His summer holidays were generally spent abroad – principally in Normandy – with his father and sisters, and were thoroughly enjoyed. In this way he came to know most of the north of France, besides parts of Belgium and Germany. His visits to Lindenfels and Eppstein in Germany covered the Odenwald and Bergstrasse, Frankfurt, and the Rhine from Rotterdam to Mayence; from Éprave and Hastière he journeyed over all the Forest of Ardennes, and visited Dinant, Brussels, and Bruges; while his holidays in Normandy at Arromanches, Langrune, St Pierre, and at St Jacut and elsewhere in Brittany, made him acquainted with nearly the whole country, including the ‘Suisse Normande’.

CHAPTER III

OXFORD AND STETTIN

Nairn came up to Trinity College, Oxford, in October 1902, and by virtue of being a Scholar (he had won two Exhibitions at Trinity, the Ford and the Rose) was given rooms in College at once, an advantage which is denied to many freshmen. He first had rooms on the Bell staircase in the Chapel Quad, and later in Kettle Hall, where he was a near neighbour to certain of the elect of the year immediately senior to his own, who had, according to compact, made their quarters in the New Buildings in close proximity, and among whom he was to form some of the most valued friendships of his Oxford days.

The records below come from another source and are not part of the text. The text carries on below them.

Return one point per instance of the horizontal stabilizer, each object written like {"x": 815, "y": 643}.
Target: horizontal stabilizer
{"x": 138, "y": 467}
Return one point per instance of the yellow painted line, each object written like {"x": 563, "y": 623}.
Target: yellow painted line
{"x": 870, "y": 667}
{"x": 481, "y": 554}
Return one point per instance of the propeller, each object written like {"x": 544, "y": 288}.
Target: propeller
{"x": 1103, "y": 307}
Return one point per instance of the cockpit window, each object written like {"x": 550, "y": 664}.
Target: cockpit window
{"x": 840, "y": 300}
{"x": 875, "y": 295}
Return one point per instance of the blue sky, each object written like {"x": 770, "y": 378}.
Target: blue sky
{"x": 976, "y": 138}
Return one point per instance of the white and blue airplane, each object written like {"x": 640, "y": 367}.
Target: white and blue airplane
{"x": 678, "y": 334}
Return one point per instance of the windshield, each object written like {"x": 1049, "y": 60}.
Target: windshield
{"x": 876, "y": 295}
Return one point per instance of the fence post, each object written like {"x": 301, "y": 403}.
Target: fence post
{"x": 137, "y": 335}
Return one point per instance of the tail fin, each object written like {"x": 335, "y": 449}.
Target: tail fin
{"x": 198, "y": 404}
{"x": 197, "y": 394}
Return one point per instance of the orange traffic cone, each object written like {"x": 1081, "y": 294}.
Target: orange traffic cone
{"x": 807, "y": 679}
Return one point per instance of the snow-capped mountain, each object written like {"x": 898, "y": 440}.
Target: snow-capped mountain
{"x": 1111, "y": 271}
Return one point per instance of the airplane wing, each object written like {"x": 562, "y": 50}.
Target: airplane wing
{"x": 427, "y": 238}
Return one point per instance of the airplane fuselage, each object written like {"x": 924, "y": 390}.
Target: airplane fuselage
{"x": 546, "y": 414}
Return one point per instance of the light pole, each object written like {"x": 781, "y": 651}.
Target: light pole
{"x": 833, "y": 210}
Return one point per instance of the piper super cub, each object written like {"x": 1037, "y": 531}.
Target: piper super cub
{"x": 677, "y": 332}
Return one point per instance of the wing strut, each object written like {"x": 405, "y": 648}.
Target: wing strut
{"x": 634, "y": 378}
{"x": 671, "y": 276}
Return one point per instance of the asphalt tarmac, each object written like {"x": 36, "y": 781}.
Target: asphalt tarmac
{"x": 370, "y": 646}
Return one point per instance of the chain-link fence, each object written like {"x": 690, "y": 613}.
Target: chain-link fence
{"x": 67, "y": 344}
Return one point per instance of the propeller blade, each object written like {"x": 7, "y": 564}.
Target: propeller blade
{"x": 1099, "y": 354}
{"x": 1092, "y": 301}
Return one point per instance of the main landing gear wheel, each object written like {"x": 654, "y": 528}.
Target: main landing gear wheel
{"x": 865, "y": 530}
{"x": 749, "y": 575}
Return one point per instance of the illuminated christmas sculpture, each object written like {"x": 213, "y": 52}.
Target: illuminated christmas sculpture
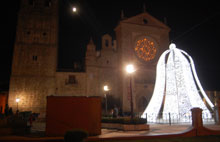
{"x": 176, "y": 88}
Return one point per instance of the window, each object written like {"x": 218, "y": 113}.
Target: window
{"x": 47, "y": 3}
{"x": 31, "y": 2}
{"x": 106, "y": 43}
{"x": 34, "y": 58}
{"x": 145, "y": 21}
{"x": 71, "y": 80}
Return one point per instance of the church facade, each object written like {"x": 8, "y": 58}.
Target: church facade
{"x": 140, "y": 40}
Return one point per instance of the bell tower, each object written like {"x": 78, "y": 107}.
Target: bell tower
{"x": 141, "y": 39}
{"x": 35, "y": 55}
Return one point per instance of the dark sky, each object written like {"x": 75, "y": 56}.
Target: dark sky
{"x": 194, "y": 28}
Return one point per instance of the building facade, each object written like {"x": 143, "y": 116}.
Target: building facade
{"x": 140, "y": 40}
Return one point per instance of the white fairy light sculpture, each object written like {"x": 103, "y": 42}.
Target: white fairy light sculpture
{"x": 176, "y": 87}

’Varsity life is a peculiar and precious growth of English soil – it were truer to say of Oxford and Cambridge soil. It is easy to miss getting from it the full measure of what it has to give, and these golden four years between boyhood and manhood may be wasted not less by undue application to study than by over-addiction to those distractions which abound by day and by night in and about our universities. Happy the man who can so spend those halcyon days as to feel, looking back in later years, regret indeed that they are past, but no remorse for lost opportunities, whether grave or gay, of storing his youth with experiences, associations, discoveries, enthusiasms, friendships, that bear with them into the soberer years of after-life a flavour and a fragrance not elsewhere to be gathered. Nairn had, as not many men have, I think, this happiness, this power of high-spirited enjoyment of every side of life, guarded by the saving principle of μηδὲν ἄγαν.

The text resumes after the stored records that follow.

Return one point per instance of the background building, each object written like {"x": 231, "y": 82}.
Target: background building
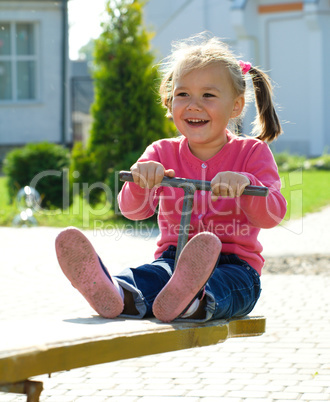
{"x": 288, "y": 39}
{"x": 43, "y": 98}
{"x": 33, "y": 73}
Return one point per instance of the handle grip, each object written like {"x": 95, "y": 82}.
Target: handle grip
{"x": 196, "y": 184}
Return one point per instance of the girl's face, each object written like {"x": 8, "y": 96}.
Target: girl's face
{"x": 203, "y": 103}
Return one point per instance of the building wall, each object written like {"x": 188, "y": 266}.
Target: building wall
{"x": 40, "y": 119}
{"x": 288, "y": 39}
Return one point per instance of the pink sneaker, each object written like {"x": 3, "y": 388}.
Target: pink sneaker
{"x": 82, "y": 267}
{"x": 195, "y": 265}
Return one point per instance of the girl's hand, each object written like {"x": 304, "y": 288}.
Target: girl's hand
{"x": 149, "y": 174}
{"x": 228, "y": 184}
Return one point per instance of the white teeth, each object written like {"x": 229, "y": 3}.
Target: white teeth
{"x": 196, "y": 121}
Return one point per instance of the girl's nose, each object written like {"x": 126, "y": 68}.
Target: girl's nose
{"x": 194, "y": 105}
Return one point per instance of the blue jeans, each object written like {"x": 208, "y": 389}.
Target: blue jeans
{"x": 232, "y": 290}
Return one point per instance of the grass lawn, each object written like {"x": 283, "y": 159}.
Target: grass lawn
{"x": 305, "y": 192}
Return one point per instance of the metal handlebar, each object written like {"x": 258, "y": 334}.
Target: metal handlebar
{"x": 190, "y": 186}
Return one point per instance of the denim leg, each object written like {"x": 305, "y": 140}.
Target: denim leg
{"x": 232, "y": 290}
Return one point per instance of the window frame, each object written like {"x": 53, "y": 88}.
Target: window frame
{"x": 14, "y": 58}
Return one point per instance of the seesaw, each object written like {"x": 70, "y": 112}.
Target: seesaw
{"x": 33, "y": 348}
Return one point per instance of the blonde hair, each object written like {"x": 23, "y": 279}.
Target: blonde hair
{"x": 200, "y": 51}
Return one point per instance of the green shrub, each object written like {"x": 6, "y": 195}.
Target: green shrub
{"x": 40, "y": 166}
{"x": 83, "y": 174}
{"x": 321, "y": 163}
{"x": 127, "y": 113}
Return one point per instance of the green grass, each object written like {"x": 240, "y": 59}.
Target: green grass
{"x": 80, "y": 214}
{"x": 305, "y": 192}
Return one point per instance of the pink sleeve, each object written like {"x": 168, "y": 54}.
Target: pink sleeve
{"x": 263, "y": 212}
{"x": 137, "y": 203}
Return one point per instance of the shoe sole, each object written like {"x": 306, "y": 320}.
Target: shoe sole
{"x": 195, "y": 266}
{"x": 80, "y": 264}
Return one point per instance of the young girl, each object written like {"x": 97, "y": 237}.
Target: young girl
{"x": 218, "y": 272}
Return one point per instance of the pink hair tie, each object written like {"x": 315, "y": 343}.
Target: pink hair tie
{"x": 245, "y": 66}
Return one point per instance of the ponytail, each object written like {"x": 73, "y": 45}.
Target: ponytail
{"x": 266, "y": 124}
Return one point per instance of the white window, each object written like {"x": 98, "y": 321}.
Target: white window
{"x": 18, "y": 62}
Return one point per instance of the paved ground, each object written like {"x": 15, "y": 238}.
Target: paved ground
{"x": 290, "y": 362}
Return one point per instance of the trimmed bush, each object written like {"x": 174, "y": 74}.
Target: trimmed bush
{"x": 40, "y": 166}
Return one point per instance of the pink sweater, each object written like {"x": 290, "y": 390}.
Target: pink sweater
{"x": 236, "y": 221}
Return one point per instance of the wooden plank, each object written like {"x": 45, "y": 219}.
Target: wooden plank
{"x": 33, "y": 348}
{"x": 280, "y": 7}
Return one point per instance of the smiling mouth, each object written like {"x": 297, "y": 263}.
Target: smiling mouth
{"x": 196, "y": 122}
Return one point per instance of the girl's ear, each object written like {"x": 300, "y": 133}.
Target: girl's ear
{"x": 239, "y": 103}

After all, the purpose of Oxford is education: to it belongs the last step in that process before the tables are set for the serious game of life, where no false move can be recalled. And lectures and texts form but a small, and not perhaps the most important, part of the fountain of learning which an Oxford life affords. To the official side of the curriculum Nairn paid so much attention as to obtain a Third Class in Honour Mods, and a Second in History – a degree which would be in itself a credit to a man of moderate parts. To this it may be added that he played Rugby football for his college, and on one occasion played for the ’Varsity, though he did not obtain his blue. But the main part of his life at Trinity, and that to which I know he looked back with pleasure and affection, was represented by those social and intellectual activities which lie outside the rut of what is, after all, schoolboy work and play. I include under this head river excursions, motor drives, walks in the parks or the surrounding country, midnight symposiums, philosophic and unphilosophic, andante piacevole and presto con fuoco, wherein he took part not perhaps always wisely yet seldom too well; activities, let me add (if any over-serious reader haply of the fairer sex should scent herein matter of offence), entailing no incident of which he or any sensible person need feel ashamed. Dulce est desipere in loco. It is to be set down to his wisdom and the soundness of his character in these merry opening years of manhood that these adventurous or Anacreontic interludes never reached the point of embroiling him seriously with the College authorities and imperilling his continued residence at that seat of learning. So far as I remember, the gravest charge he was called upon to answer was when he and certain jolly companions were haled before the Proctors and fined £2 apiece for paying their respects at a late hour to some attractive young ladies, not unconnected with the musical comedy stage, who happened to be staying a few days in Paradise Square.